However, within the same tissue and developmental stage, we believe it could also be interesting to evaluate the changes that arise at the transcriptomic level, both considering samples with different ploidies but derived from the same cross (tBSP vs. dBSP), and samples sharing the same ploidy and the same female parent, but different male parents (tBSP vs. tUSP). The DEGs for tissue/stage between tBSP vs. dBSP, and between tBSP vs. tUSP, are reported in Tables S9 and S10, respectively. Within the same tissue/stage, intersecting the DEGs deriving from tBSP vs. dBSP and the DEGs deriving from tBSP vs. tUSP, it is possible to identify lists of genes that we may consider respectively “ploidy-dependent” or “male parent-dependent”. As an example, in Fig. 7A, the flower bud DEGs (i.e., upregulated and downregulated) identified in the two aforementioned comparisons are reported.

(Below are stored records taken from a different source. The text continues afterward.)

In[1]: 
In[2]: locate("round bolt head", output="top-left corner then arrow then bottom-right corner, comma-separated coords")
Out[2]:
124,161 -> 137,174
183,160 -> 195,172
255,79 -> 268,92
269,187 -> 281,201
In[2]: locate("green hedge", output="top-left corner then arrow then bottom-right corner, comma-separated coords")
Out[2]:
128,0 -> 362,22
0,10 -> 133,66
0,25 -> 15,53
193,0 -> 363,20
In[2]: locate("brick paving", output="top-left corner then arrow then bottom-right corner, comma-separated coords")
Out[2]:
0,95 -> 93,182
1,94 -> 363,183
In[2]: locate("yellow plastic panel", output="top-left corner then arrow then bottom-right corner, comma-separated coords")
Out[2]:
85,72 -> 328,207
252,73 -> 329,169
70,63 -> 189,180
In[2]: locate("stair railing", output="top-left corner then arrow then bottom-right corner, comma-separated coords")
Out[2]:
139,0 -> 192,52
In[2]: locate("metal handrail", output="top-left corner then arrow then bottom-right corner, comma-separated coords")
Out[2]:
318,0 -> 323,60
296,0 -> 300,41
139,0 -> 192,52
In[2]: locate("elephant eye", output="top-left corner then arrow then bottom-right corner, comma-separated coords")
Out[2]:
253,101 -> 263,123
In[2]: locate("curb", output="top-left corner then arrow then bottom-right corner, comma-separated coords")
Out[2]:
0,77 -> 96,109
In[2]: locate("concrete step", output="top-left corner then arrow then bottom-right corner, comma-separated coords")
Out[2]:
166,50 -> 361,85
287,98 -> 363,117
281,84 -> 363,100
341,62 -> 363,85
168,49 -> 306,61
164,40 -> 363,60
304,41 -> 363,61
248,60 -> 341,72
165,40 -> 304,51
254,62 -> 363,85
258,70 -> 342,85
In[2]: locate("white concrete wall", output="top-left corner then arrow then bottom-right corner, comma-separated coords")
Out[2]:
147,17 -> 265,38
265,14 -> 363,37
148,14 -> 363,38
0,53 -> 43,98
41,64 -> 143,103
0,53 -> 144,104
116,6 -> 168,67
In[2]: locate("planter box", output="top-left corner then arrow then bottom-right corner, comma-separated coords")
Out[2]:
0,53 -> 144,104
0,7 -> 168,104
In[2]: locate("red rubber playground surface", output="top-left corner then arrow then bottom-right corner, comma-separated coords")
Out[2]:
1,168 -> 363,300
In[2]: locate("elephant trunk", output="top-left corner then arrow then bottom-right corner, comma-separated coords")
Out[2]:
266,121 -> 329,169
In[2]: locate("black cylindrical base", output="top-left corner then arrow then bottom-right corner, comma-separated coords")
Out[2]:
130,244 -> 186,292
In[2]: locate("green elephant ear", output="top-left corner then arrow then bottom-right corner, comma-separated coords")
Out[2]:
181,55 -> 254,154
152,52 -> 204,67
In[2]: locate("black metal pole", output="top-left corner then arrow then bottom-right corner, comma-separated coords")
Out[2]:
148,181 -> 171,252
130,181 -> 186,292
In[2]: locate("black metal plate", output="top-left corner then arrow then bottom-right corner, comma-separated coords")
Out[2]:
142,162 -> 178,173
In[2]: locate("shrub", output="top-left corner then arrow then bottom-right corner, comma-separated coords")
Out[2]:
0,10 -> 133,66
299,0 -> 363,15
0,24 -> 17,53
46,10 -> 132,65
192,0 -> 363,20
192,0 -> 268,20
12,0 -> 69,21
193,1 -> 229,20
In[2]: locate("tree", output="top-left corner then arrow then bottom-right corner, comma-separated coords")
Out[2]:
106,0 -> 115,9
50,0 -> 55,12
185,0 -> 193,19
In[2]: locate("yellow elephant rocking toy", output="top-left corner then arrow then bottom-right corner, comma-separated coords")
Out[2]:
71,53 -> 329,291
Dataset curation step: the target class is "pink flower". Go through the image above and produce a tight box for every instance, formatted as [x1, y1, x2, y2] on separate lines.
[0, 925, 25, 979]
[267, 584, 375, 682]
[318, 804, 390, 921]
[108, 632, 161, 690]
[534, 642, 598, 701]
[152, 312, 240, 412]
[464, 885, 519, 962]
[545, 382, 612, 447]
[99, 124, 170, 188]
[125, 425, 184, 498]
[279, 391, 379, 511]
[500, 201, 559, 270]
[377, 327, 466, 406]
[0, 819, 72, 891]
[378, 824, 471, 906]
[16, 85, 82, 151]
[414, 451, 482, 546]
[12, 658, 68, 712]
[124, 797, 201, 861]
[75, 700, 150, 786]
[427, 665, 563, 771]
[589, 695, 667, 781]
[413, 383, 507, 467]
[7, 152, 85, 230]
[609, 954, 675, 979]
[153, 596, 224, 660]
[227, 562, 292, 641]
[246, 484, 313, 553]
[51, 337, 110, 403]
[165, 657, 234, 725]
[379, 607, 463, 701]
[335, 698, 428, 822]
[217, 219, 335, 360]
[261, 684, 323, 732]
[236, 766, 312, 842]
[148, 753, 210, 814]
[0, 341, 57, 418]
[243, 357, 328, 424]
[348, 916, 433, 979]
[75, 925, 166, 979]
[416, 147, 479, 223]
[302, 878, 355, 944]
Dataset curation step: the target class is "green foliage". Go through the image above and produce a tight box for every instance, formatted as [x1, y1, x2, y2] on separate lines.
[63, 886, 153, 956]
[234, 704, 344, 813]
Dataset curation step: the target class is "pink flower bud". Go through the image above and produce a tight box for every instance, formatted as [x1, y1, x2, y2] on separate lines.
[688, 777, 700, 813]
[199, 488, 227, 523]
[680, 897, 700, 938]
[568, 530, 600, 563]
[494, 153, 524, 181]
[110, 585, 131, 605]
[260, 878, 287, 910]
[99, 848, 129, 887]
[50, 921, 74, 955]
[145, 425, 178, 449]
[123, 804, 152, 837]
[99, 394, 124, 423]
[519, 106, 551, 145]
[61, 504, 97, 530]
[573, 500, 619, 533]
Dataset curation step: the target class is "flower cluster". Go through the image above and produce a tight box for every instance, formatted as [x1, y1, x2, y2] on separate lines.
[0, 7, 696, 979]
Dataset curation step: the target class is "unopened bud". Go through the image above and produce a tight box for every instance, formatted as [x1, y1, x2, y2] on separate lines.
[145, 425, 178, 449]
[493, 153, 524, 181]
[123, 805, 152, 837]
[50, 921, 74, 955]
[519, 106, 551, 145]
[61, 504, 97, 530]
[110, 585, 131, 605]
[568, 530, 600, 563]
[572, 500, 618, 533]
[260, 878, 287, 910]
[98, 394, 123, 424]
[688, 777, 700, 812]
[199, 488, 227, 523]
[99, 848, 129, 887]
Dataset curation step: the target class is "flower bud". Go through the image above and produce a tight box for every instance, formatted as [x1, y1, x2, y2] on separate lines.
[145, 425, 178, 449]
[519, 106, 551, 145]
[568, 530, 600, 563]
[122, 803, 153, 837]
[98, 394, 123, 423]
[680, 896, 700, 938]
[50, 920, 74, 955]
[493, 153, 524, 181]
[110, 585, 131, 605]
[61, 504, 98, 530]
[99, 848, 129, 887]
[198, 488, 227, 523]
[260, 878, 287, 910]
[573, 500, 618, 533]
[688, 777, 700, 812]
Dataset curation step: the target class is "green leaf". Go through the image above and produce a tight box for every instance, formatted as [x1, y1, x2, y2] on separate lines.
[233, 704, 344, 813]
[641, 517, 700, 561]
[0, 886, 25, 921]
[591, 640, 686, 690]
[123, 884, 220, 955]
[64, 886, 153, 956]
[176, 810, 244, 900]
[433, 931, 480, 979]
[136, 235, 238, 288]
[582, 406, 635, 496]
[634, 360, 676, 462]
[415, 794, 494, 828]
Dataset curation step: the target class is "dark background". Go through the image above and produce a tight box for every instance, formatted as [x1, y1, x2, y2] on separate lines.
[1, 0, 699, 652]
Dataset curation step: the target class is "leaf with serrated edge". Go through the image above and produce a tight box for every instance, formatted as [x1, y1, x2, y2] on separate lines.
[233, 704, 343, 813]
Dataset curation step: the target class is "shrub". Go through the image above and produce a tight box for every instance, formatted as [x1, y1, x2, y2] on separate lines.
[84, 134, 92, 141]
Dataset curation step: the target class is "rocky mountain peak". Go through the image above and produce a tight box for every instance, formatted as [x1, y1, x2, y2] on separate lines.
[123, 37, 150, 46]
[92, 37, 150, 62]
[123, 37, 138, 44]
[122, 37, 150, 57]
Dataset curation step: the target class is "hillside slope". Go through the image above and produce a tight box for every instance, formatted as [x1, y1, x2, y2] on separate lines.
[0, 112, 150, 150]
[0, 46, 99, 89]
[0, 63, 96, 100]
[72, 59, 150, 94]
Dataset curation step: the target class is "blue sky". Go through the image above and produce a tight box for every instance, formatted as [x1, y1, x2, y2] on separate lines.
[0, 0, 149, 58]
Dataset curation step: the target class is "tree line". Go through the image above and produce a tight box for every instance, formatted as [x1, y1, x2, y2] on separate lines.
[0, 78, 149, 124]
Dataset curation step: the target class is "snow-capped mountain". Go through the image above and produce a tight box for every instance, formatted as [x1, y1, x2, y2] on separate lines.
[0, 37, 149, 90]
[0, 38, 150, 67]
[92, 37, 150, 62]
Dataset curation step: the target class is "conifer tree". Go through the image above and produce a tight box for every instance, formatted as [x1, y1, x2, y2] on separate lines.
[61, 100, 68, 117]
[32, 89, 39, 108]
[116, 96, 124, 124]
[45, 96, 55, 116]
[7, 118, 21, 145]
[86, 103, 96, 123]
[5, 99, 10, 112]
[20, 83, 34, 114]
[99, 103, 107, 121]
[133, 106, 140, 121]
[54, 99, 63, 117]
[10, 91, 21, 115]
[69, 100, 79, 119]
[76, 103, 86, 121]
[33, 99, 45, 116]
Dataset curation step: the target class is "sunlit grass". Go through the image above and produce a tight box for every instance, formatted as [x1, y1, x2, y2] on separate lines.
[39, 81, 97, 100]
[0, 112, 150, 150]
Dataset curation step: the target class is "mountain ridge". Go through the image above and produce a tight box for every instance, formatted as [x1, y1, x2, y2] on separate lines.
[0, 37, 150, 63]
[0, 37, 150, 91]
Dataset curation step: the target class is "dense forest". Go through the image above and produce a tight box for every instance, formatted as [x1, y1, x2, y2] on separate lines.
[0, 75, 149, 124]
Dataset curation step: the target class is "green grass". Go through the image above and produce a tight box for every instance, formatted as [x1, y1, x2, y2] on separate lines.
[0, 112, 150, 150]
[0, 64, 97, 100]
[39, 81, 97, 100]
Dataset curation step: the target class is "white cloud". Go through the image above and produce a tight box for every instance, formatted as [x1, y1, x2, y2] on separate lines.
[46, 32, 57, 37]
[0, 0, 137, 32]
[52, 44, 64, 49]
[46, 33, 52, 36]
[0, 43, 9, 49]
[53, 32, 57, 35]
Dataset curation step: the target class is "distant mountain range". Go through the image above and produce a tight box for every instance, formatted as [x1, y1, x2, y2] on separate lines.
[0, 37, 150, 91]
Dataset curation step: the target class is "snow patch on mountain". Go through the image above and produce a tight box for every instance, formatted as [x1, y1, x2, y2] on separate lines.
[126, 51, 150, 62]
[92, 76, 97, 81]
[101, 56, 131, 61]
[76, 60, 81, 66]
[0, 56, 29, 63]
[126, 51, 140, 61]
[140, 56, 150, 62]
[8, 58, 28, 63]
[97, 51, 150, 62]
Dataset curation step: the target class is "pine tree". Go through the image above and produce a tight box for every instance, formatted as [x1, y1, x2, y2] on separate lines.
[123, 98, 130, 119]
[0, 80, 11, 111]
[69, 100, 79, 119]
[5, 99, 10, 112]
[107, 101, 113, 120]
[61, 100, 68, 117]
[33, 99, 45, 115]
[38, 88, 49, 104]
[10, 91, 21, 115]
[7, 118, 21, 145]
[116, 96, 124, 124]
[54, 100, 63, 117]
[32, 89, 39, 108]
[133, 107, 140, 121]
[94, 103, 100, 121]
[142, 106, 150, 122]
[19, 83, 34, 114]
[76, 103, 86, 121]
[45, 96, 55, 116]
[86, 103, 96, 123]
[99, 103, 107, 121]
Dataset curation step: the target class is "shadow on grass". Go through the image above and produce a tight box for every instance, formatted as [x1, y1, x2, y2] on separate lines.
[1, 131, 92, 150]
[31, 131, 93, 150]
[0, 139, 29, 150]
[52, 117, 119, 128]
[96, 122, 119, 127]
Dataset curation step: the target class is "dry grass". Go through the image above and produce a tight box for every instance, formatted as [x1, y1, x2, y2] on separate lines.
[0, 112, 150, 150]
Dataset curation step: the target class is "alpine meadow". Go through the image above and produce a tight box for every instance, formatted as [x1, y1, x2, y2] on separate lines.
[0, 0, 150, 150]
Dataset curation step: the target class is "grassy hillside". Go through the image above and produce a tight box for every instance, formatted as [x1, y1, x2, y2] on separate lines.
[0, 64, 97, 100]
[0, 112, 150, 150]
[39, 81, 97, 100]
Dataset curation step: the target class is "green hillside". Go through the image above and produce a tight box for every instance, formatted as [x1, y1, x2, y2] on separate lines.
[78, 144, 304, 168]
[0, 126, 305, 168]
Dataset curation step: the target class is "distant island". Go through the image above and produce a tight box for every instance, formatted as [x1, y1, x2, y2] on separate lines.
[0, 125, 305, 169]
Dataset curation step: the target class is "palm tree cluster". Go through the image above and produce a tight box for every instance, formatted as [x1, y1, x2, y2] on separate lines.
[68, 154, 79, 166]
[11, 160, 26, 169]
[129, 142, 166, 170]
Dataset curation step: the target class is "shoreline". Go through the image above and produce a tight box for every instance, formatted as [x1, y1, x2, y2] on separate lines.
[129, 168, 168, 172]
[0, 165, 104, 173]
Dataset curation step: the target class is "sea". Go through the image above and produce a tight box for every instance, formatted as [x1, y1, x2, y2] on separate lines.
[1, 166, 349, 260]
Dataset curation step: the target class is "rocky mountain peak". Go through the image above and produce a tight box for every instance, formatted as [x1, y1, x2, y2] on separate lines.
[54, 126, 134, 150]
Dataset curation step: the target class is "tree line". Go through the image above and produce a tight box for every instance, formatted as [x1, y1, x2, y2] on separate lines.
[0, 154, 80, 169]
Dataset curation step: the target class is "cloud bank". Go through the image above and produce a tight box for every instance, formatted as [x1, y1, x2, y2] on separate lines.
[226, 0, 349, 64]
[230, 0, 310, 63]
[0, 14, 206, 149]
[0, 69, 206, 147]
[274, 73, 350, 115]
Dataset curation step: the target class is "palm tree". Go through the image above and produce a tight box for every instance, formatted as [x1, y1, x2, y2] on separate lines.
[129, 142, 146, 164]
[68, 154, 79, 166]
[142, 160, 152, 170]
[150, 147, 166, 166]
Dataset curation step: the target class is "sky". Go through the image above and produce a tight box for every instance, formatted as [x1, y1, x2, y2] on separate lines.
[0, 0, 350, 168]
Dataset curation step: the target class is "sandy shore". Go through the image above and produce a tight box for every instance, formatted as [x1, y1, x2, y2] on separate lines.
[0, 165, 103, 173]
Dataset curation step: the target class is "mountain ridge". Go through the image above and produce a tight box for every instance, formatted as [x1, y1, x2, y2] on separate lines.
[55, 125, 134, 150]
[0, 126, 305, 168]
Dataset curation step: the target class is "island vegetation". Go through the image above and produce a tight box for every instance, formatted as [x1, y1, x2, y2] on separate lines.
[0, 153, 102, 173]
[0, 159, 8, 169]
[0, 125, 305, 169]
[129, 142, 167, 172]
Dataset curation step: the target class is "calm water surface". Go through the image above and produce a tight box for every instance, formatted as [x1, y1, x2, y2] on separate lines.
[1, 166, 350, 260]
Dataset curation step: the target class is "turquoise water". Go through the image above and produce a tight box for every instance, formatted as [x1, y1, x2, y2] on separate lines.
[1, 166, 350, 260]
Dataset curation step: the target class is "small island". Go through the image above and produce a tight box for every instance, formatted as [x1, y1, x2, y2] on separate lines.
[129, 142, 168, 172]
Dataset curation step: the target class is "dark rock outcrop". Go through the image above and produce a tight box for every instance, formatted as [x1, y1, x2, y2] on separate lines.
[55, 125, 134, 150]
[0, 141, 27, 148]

(A) Venn diagram showing specific and common DEGs calculated in flower bud (FB) between samples with different ploidies but derived from the same cross (tBSP vs. dBSP), and between samples sharing the same ploidy and the same female parent, but different male parents (tBSP vs. tUSP). (B) Upset plots showing the distribution across various tissues/stages of genes differentially upregulated in the comparison tBSP vs. dBSP. Single points indicate private upregulated genes identified in a given tissue/stage, whereas 2 to 5 dot plots indicate upregulated genes shared between 2 to 5 conditions. For example, in the comparison tBSP vs. dBSP, 509 genes resulted upregulated exclusively in FB. In the top right corner, the histograms show the total number of upregulated genes in each tissue/stage in the comparison tBSP vs. dBSP. (C) Upset plots showing the distribution across various tissues/stages of genes differentially downregulated in the comparison tBSP vs. dBSP. Single points indicate private downregulated genes identified in a given tissue/stage, whereas 2 to 5 dot plots indicate downregulated genes shared between 2 to 5 conditions. For example, in the comparison tBSP vs. dBSP, 440 genes resulted downregulated exclusively in FB. In the top right corner, the histograms show the total number of downregulated genes in each tissue/stage in the comparison tBSP vs. dBSP. (D) and (E) DESeq2 normalized expression data for QRT2 and MYB80 within the five tissues/stages under study in the comparison tBSP vs. dBSP
In FB, 930 genes were found to be up-regulated in the comparison tBSP vs dBSP, while 505 were up-regulated in the comparison tBSP vs tUSP. Among these, 163 (6.7%) were up-regulated in both comparisons, whereas 760 and 330 resulted specifically up-regulated in each comparison and could therefore be considered, respectively, ploidy-dependent and parent-dependent (Fig. 7A). An analogous discussion can be made for the down-regulated genes. Extending the same analysis to all the other tissues/stages (Fig. S1), we did not observe any specific trend in terms of ploidy or parent impact. Indeed, in FB, CF and L the number of upregulated and downregulated genes is consistently higher in the comparison between genotypes with different ploidies (i.e., tBSP vs dBSP) rather than between genotypes with different fathers (i.e., tBSP vs tUSP). Conversely, an opposite situation is observed in OP and PF, where the ‘parent effect’ seems to be more impactful than the ‘ploidy effect’.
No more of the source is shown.